I do hear you but it's so hard to protect vulnerable adults from themselves.
 

middlemiss

Registered User
Apr 27, 2014
24
0
Hi, I have a similar problem. I and my 2 siblings have poa jointly and severably and one has taken mums bank card, refuses for me to use it ever - even in an emergency to have her dog put to sleep. Can't take my mum shopping any more, I have ask for permission and some money. Mum very upset every week that I can't help her draw out her own money. My siblings think £30 in her purse is enough. I got SS to visit, social worker said wouldnt change family decision.
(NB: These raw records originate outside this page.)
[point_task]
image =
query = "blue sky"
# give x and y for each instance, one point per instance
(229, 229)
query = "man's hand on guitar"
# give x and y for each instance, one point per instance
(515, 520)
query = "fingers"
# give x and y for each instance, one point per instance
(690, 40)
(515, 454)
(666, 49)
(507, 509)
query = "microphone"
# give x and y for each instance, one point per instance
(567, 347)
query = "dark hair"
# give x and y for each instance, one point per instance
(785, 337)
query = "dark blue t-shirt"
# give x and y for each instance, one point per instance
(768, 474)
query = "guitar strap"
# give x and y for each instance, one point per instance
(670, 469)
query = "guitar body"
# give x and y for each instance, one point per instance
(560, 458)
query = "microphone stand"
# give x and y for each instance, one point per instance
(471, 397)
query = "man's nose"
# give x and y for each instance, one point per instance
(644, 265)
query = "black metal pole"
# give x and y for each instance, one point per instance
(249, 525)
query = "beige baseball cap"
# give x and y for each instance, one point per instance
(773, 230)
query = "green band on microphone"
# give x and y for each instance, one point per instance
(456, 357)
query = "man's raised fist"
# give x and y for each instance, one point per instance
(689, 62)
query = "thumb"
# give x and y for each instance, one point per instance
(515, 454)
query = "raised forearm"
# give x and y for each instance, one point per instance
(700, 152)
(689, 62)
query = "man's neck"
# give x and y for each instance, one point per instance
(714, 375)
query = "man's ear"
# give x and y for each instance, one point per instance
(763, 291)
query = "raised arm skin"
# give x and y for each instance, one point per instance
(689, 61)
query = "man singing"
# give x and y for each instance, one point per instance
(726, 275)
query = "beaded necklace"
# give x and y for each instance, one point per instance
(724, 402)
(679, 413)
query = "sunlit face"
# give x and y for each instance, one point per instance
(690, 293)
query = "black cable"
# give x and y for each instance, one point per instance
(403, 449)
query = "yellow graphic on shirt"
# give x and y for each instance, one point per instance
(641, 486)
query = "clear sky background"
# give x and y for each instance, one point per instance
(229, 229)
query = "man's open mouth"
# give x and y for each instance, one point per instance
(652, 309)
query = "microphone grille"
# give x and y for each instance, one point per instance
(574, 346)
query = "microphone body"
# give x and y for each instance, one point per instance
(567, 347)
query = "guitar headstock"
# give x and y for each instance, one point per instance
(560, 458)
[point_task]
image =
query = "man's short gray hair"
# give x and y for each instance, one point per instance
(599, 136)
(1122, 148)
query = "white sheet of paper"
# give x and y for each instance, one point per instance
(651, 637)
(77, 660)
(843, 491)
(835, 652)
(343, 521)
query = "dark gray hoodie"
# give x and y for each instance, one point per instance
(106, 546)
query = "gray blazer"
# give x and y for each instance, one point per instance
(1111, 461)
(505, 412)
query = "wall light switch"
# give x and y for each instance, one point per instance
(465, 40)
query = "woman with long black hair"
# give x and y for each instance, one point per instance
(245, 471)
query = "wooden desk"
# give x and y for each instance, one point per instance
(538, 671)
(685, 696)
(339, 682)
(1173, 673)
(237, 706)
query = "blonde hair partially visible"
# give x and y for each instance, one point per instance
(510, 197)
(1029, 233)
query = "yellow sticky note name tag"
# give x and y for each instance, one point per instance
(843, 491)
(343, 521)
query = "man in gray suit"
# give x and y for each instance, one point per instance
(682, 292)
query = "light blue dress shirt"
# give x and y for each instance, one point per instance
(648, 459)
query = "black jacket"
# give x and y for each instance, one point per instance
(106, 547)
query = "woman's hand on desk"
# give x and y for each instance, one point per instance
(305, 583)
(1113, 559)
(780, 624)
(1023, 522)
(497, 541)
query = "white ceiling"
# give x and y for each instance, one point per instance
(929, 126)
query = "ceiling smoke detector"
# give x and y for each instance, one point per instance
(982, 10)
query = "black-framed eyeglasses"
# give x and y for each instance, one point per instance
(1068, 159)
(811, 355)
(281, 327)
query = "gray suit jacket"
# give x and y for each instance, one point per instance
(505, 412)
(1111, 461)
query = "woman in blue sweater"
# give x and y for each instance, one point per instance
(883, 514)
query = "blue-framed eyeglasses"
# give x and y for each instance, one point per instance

Court of protection would not get involved in 'family dynamics'. I feel bad that my mum gets upset every week, but don't know what to do anymore.
 

Noorza

Registered User
Jun 8, 2012
6,541
0
If it is jointly and severally just go to the bank with the PoA and some ID including photo ID and request a card. Nothing to do with your sister, you and she are legally equal.
 

Noorza

Registered User
Jun 8, 2012
6,541
0
If it is jointly and severally just go to the bank with the PoA and some ID including photo ID and request a card. Nothing to do with your sister, you and she are legally equal.

Forgot to say get the PoA checked for the wording but you should be fine from what you've said.
 

middlemiss

Registered User
Apr 27, 2014
24
0
Will the new bank card be sent to my mums address? If so, family will claim it during the week. I visit at weekends to take hot out and deliver clean laundry and collect dirty linen. Thank you for listening.
 

limafoxtrot

Registered User
Aug 7, 2011
288
0
Uk Expat
Will the new bank card be sent to my mums address? If so, family will claim it during the week. I visit at weekends to take hot out and deliver clean laundry and collect dirty linen. Thank you for listening.

You can ask to pick the new card up from the bank. Check with them first though that they will do it.

Lima
 

kingmidas1962

Registered User
Jun 10, 2012
3,534
0
South Gloucs
I have POA for my dads accounts - everything comes to my address (although I have stopped paper statements as I do his banking online) and the card and chequebook are in my name.

It was relatively painless to do - I took the POA and my ID to his building society and bank and it was sorted out within an hour in both cases.